Die Verhandlungen über die Hamburger Schulreform sind gescheitert - nun wird wahrscheinlich in einem Volksentscheid über die umstrittenen Pläne von Schwarz-Grün entschieden. Da sich die Vertreter von Senat, der CDU/GAL-Koalition und der Initiative „Wir wollen lernen“ auch in der sechsten Gesprächsrunde nicht über das künftige Schulsystem einigen konnten, wurden die Kompromissgespräche abgebrochen. Es sei bedauerlich, dass keine Einigung erreicht werden konnte, sagte der mit der Moderation beauftragte Hamburger Unternehmer Michael Otto. Er hatte bis zuletzt versucht zu vermitteln.
Nun wird aller Voraussicht nach im Sommer in einem Volksentscheid geklärt, ob die sechsjährige Primarschule wie von Schwarz-Grün beschlossen flächendeckend eingeführt werden kann oder ob die Reformgegner das Projekt stoppen.

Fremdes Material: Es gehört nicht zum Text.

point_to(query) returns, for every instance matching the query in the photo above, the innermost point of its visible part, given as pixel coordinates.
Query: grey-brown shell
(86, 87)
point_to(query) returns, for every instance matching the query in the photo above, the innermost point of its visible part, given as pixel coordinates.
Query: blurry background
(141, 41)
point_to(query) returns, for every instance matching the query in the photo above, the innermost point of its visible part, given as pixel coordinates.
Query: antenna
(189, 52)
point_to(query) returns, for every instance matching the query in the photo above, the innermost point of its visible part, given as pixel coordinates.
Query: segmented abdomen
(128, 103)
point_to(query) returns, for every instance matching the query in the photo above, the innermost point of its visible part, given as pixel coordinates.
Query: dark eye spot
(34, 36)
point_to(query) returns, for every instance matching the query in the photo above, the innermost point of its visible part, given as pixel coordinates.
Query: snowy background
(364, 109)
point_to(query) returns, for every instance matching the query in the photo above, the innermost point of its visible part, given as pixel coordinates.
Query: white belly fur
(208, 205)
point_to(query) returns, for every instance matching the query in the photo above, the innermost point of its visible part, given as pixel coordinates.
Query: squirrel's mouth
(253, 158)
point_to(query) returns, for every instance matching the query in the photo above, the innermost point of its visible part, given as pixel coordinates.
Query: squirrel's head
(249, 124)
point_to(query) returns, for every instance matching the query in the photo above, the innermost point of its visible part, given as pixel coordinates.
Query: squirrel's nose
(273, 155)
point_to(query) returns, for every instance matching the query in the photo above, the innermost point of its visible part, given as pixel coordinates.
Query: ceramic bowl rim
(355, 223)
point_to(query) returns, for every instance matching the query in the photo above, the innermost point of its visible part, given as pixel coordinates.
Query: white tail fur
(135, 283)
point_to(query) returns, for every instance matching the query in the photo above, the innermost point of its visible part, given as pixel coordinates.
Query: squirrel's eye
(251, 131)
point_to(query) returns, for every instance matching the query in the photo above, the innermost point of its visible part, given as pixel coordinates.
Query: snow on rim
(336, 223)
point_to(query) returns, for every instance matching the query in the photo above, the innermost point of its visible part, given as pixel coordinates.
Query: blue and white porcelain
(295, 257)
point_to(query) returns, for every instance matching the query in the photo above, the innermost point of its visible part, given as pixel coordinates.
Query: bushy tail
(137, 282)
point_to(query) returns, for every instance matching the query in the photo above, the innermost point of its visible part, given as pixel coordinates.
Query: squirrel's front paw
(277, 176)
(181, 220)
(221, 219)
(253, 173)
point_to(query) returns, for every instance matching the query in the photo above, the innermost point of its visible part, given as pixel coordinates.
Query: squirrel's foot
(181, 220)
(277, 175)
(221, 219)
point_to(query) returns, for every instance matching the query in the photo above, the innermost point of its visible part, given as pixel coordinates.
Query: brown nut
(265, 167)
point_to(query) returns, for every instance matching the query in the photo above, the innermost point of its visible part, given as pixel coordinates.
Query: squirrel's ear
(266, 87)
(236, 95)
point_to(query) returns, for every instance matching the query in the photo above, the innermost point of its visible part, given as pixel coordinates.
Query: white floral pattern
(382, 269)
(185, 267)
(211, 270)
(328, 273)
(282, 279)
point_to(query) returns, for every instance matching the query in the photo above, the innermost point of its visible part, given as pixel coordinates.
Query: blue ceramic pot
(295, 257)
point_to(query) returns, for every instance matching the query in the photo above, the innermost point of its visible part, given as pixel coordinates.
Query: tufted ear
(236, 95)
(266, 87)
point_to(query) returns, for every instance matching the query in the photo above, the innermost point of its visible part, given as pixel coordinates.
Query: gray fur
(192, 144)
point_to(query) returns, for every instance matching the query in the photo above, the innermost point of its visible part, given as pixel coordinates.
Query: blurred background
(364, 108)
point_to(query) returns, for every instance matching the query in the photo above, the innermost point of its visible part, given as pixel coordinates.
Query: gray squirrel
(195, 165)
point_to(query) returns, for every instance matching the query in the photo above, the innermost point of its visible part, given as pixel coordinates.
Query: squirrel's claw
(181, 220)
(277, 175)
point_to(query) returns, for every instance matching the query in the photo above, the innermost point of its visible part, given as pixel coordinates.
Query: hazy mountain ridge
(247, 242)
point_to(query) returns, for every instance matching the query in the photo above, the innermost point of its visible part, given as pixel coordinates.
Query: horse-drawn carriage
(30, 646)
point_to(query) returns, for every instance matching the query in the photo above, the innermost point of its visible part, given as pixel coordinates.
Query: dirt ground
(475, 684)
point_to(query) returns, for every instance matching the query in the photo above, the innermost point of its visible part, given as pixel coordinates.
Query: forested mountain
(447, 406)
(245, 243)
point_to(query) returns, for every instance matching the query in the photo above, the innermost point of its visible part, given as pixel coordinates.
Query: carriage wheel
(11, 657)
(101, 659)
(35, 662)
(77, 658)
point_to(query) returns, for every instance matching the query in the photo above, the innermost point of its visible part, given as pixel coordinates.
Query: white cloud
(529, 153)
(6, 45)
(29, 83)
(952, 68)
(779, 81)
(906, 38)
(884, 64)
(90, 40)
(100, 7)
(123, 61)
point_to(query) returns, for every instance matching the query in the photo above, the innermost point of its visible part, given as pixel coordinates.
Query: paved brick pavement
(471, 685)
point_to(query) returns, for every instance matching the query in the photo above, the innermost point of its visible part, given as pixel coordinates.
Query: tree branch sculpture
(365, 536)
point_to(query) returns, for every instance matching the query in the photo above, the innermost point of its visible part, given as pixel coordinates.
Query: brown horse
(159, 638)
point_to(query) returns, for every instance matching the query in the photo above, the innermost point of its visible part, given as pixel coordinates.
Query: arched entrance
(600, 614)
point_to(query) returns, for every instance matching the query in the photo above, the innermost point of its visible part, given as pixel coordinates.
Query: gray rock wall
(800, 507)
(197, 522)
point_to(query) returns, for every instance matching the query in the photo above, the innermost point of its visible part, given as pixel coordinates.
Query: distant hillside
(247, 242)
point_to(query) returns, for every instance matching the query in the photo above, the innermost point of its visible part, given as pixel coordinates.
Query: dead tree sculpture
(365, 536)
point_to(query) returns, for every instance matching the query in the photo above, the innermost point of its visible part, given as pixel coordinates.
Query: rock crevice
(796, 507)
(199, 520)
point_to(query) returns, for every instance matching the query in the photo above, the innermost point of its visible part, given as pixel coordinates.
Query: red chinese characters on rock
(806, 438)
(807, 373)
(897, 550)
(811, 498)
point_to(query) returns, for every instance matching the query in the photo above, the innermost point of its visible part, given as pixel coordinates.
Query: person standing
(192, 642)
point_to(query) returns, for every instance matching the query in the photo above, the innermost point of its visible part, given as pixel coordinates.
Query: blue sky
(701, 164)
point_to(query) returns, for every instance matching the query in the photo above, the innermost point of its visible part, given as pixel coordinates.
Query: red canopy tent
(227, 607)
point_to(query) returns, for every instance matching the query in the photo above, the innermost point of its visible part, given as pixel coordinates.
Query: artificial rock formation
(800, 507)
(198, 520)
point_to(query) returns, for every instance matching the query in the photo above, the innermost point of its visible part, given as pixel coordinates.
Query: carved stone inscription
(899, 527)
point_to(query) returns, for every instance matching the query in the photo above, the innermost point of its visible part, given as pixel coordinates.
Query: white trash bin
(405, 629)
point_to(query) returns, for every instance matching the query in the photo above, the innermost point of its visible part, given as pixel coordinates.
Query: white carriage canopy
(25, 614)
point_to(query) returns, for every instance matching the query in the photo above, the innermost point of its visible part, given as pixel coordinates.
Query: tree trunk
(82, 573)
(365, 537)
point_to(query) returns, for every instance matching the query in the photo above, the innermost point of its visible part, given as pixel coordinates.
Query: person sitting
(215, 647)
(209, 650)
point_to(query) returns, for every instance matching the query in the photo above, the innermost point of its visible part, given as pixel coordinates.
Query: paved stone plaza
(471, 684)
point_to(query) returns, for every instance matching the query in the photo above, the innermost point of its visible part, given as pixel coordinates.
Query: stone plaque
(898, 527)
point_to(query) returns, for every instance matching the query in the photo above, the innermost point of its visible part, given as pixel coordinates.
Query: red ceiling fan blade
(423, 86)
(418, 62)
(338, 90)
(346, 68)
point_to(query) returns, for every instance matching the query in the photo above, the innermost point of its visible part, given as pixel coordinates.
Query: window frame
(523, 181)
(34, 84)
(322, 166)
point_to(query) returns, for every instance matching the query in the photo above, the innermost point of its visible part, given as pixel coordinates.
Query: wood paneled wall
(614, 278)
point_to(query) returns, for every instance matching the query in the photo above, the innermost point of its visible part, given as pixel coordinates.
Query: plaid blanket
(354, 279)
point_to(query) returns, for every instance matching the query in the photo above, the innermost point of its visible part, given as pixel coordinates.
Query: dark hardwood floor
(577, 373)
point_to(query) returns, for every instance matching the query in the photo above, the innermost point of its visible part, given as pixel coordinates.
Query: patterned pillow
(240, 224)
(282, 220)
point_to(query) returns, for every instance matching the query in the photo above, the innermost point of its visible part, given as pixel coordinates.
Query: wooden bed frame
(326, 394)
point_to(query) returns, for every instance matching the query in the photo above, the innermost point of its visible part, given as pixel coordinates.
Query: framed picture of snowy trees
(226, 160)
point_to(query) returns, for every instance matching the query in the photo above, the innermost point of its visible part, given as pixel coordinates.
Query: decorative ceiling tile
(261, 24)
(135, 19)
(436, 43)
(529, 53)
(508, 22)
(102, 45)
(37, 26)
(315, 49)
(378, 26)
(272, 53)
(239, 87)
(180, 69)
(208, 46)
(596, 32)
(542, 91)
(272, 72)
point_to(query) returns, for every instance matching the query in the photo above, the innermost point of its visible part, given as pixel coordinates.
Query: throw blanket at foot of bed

Für die Initiative „Wir wollen lernen“ um Sprecher Walter Scheuerl kommt eine Primarschule als „Zwangsmodell“ nicht infrage. Die CDU/GAL-Koalition mit Bürgermeister Ole von Beust (CDU) und Schulsenatorin Christa Goetsch (GAL) an der Spitze möchte die Schulform mit gemeinsamem längeren Lernen für alle möglichst nach den Sommerferien starten.
Zuvor will der Hamburger Senat die geplante Schulreform aber noch nachbessern - zum Beispiel in der Frage des Elternwahlrechts für die Schulform nach der sechsten Klasse - und dazu auch SPD und Linke ins Boot holen. Es gehe um einen breiten parlamentarischen Konsens für die Primarschule, erklärten Goetsch und Beust nach dem Scheitern der Verhandlungen. SPD-Landeschef Olaf Scholz sagte, die Sozialdemokraten seien bereit, „sich mit dem Senat über Änderungen an der Reform zu verständigen, die eine breitere Zustimmung zur Reform ermöglichen und doch noch den Weg zu einem parteiübergreifenden Konsens eröffnen“.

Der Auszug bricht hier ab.